17.COULD THERE BE A COLLISION OF THE PLANETS?
When we look up and see the stars and planets filling the sky, we might wonder if there might not be a collision up there some day. But-luckily, this is not likely to happen.
What we don’t realize when we look up is how much farther away certain stars and planets are from the earth than others. To get a better idea of this, let’s consider our solar system and its planets. The planets never escape from the pull or attraction of the sun. They keep on moving around it in orbits that are not quite circles. Their speeds depend on their distances from the sun.
So let’s start by imagining that your own head is the sun, both in its size and location in the solar system. Your head is then in the center of a number of rings of different sizes. These rings are the orbits which the planets travel around the sun.
With your head as the center, Mercury, revolving in the nearest ring, is 6 metres away from you! It is about as big as the dot at the end of this sentence. (Remember, the size of your head is the size of the sun.) Venus moves around in the second ring 11.9 metres away, and is the size of the letter “o”. In the third ring is our own planet, earth, a bit larger than Venus. It is 16 metros from your head (actually 93,000,000 miles or 150,000,000 kilometres away from the sun).

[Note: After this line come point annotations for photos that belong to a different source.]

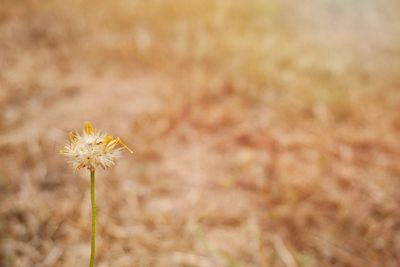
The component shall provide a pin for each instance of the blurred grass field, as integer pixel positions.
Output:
(266, 133)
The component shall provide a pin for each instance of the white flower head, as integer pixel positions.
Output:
(93, 149)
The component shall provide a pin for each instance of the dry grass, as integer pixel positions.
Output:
(266, 133)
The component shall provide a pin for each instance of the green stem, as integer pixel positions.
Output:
(93, 200)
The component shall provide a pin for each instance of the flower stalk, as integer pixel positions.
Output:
(93, 202)
(93, 150)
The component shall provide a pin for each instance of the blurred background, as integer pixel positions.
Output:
(265, 133)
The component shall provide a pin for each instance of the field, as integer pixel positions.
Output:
(265, 133)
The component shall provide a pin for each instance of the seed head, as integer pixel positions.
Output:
(93, 149)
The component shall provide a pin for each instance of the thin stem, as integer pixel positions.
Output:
(93, 200)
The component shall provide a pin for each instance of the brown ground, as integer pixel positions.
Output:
(266, 133)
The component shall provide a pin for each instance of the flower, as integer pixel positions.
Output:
(93, 149)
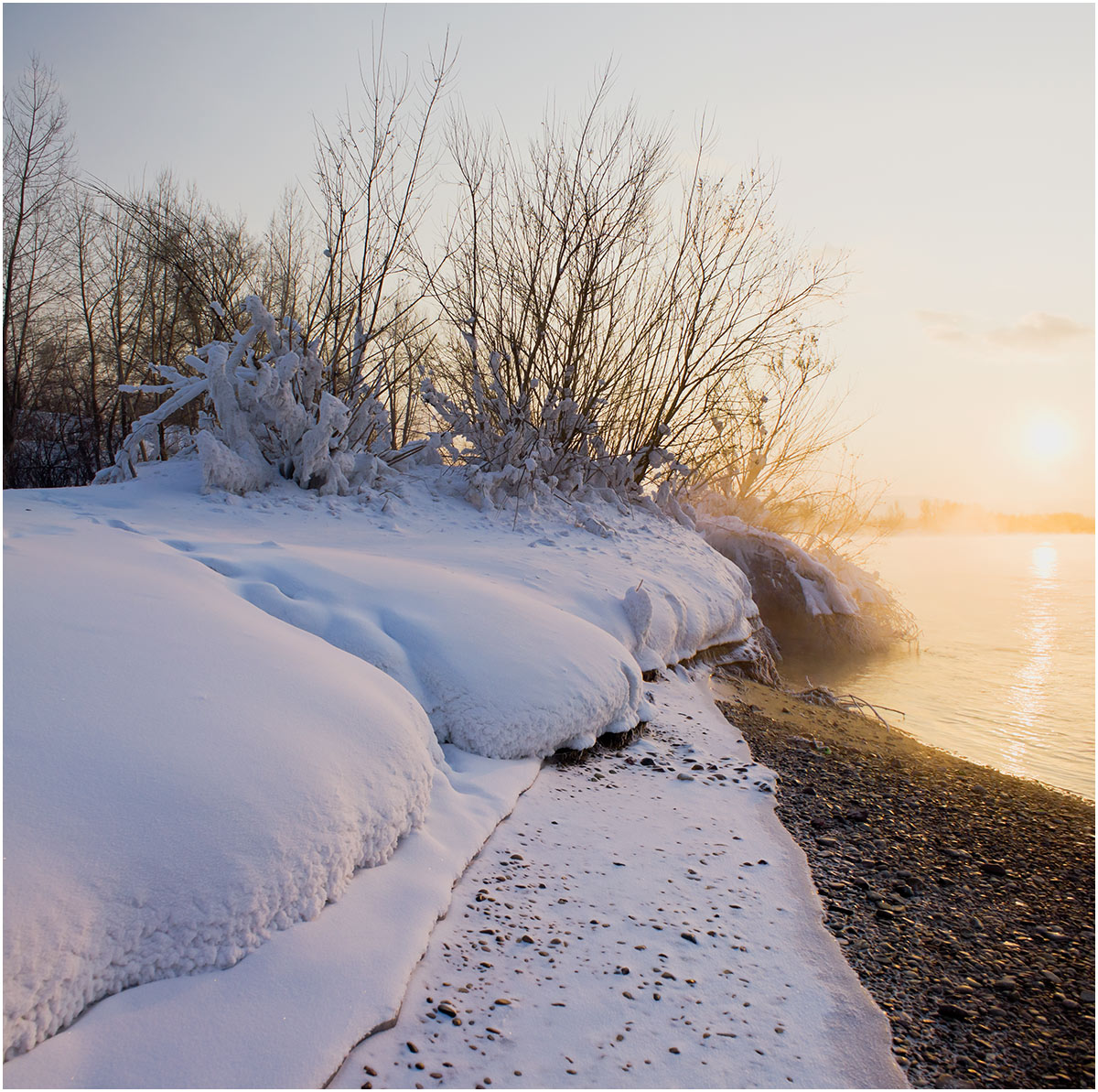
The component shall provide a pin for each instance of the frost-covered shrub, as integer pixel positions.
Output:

In the fourth ring is Mars, smaller than earth, and 25 metros away. Next we come to Jupiter, the largest of all the planets. In relation to your head (the sun) it looks like a marble, and is as far from your head as the length of a football field! On the sixth ring is Saturn, 12 millimetres in diameter, and nearly twice as far away as Jupiter.
Uranus, 5 millimetres in diameter, is twice as far away as Saturn. Neptune, a little smaller than Uranus, is half as far away again. And Pluto, about half the size of the earth, is eight times as far away as Jupiter. Since each of them goes around you in its orbit without ever changing, you can see why they’re not likely to bump into each other!